Las desapariciones salieron a la luz pública en junio de 2000 cuando Viviana Garay Moena, hija del actual concejal de Alto Hospicio, Orlando Garay, desapareció en el trayecto de su casa al liceo. En ese momento su padre comenzó una cruzada ante carabineros y la policía. En ambas instancias le indicaron que su hija regresaría en cualquier momento. Sin embargo, Orlando Garay no aceptó esa versión. El sentía que algo malo le ocurrió a su hija y comenzó a juntar a los padres de las otras estudiantes del sector que también habían desaparecido sin llevarse pertenencias o documentos de
identificación. En ese momento comenzó el calvario de seis familias de Alto Hospicio.

Macarena del Carmen Sánchez Jabré, Viviana Melisa Garay Moena, Patricia Edith
Palma Valdivia, Macarena Montecinos Iglesias, Laura Zola y Katherine Arce fueron las liceanas asesinadas por Julio Pérez Silva.

Durante un año se especuló sobre el paradero de las jóvenes. Hubo testigos que las vieron en la Quinta Región y en Tacna. Incluso los padres viajaron a Perú para ver si era
cierto. La policía insistía en el abandono de hogar y la posibilidad que las jóvenes se estaban dedicando a la prostitución.

El martes 9 de octubre Iquique y Chile se estremeció al conocer la detención de Julio Pérez Silva, quien fue acusado por intento de violación de una joven hospiciana.

Bárbara el día anterior había aparecido caminando cerca de un basural. Un trabajador en un furgón pasó por ahí y la rescató. La menor de trece años afirmó en ese momento que un sujeto que la intentó matar y que la había arrojado a un pique en
Huantajaya, se había identificado como el «sicópata de Alto Hospicio».

Con el testimonio de Bárbara se configuró la hipótesis que la policía rechazaba
desde un principio: la existencia de un asesino en serie en Alto Hospicio.

Luego de dos días detenido, Julio Pérez Silva comenzó su fría confesión y relató
cómo había asesinado a las jóvenes. Primero confesó su participación en la muerte de siete mujeres, pero luego se fueron agregando otros casos que la policía
logró relacionar con el sicópata.

Después comenzó el extenso y penoso trabajo de recorrer los piques de Huatajaya para recuperar los cuerpos. En un lapso de tres meses, entre febrero y mayo de 2002 se logró encontrar a las víctimas de Pérez Silva.

Durante la recuperación de los cadáveres también se encontró a la deportista
Angélica Lay Alcayaga, quien era madre y había sido reportada como desaparecida en Alto Hospicio.
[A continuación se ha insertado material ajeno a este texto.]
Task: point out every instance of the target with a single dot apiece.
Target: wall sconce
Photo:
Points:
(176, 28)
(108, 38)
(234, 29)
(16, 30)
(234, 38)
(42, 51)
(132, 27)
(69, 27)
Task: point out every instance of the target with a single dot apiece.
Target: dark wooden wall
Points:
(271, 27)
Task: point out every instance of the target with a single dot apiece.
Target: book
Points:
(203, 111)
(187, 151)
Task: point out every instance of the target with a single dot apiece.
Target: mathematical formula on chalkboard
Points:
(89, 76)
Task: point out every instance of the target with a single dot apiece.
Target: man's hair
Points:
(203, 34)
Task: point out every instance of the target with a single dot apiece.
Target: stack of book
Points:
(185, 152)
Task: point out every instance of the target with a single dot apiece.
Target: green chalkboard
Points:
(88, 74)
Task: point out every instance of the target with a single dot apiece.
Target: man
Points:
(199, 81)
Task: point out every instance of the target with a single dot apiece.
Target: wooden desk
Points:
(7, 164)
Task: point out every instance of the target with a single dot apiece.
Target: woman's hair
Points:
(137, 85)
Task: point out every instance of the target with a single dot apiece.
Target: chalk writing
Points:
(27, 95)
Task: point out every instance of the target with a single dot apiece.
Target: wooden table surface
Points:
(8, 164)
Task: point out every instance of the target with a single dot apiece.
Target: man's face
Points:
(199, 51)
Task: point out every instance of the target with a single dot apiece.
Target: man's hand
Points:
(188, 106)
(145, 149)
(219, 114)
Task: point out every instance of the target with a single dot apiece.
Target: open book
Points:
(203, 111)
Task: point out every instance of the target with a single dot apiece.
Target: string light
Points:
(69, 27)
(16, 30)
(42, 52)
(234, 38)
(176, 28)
Sin embargo esos antecedentes nunca fueron relacionados con los otros casos por la policía.

El estupor continuó. En julio de 2002 surgió una nueva arista del caso. Las muertes no se limitaban a las liceanas. Surgieron otros nombres que no fueron relacionados. El 2
de julio encontraron en el sector de Santa Rosa los restos de Ivonne Carrillo Lefno, Daysi Castro y Ornella Linares, quienes habían desaparecido el año anterior.

La lista se completó con los cuerpos de Gisella Melgarejo y Angélica Palape. Sus
cuerpos fueron encontrados en Huantajaya y en un basural cercano a Hospicio.

Actualmente Julio Pérez Silva se encuentra internado en la cárcel de Acha en Arica, pero se espera que sea trasladado a la cárcel de alta seguridad en Colina en el corto
plazo. Julio Pérez estará en la cárcel de por vida.